Longtemps resté en retrait dans la hiérarchie des gardiens, Mandrea a poursuivi son travail sans se laisser enfermer par les discours. Il a reconnu les réserves exprimées par le sélectionneur Vladimir Petkovic, notamment sur le fait de convoquer un portier évoluant en troisième division, mais sans jamais s’en offusquer. « Je parle régulièrement avec mes entraîneurs des gardiens par téléphone. Je sais qu’ils me suivaient, malgré ce que le coach disait. Je n’ai aucun problème avec ça. J’ai énormément travaillé pour lui prouver que j’avais toujours le niveau. J’ai été patient », a-t-il expliqué. Sa convocation de dernière minute a ainsi pris la forme d’une reconnaissance personnelle : « Quand j’ai appris que j’étais sélectionné, ça a été une sorte de récompense pour tous mes efforts ». Aligné face à la Guinée équatoriale lors de la phase de groupes, il a cherché à répondre par le jeu et l’attitude, convaincu que chaque minute compte dans une trajectoire aussi exigeante.

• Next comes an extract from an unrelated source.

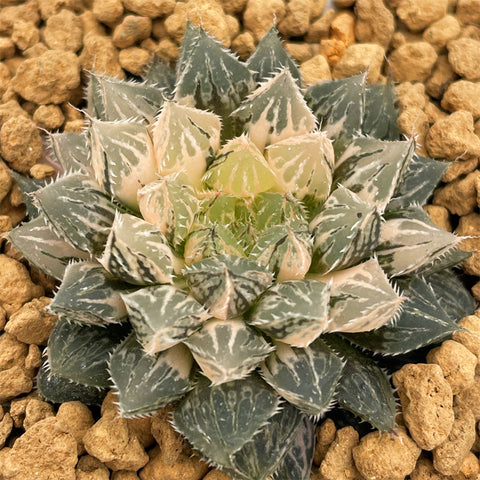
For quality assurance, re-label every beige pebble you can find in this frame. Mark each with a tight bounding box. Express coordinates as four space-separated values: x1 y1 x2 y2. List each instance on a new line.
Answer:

La perspective du Mondial reste désormais dans son viseur, sans pour autant éclipser les priorités immédiates. Mandrea a insisté sur la nécessité de réussir d’abord son pari collectif avec Caen, avant toute projection internationale. « Le premier grand défi, c’est la montée. On essaie de ramener le club là où il doit être. D’un point de vue personnel, le deuxième objectif sera la qualification pour la Coupe du monde, mais ce sera après la saison », a-t-il précisé. Concernant le rassemblement de mars, il se montre réaliste mais volontaire : « J’espère, on verra en mars. Je ferai tout ce qu’il faut, en tout cas ». Et de conclure, sans détour : « Oui, c’est l’objectif ultime. Tous les joueurs rêvent de jouer une Coupe du monde. Si j’ai cette chance, je la saisirai. On verra en mars, puis en juin ». Dans un contexte marqué par des changements récents au poste de gardien en sélection, Mandrea avance sans bruit, mais avec une conviction intacte : celle que le travail finit toujours par rouvrir des portes que l’on croyait fermées.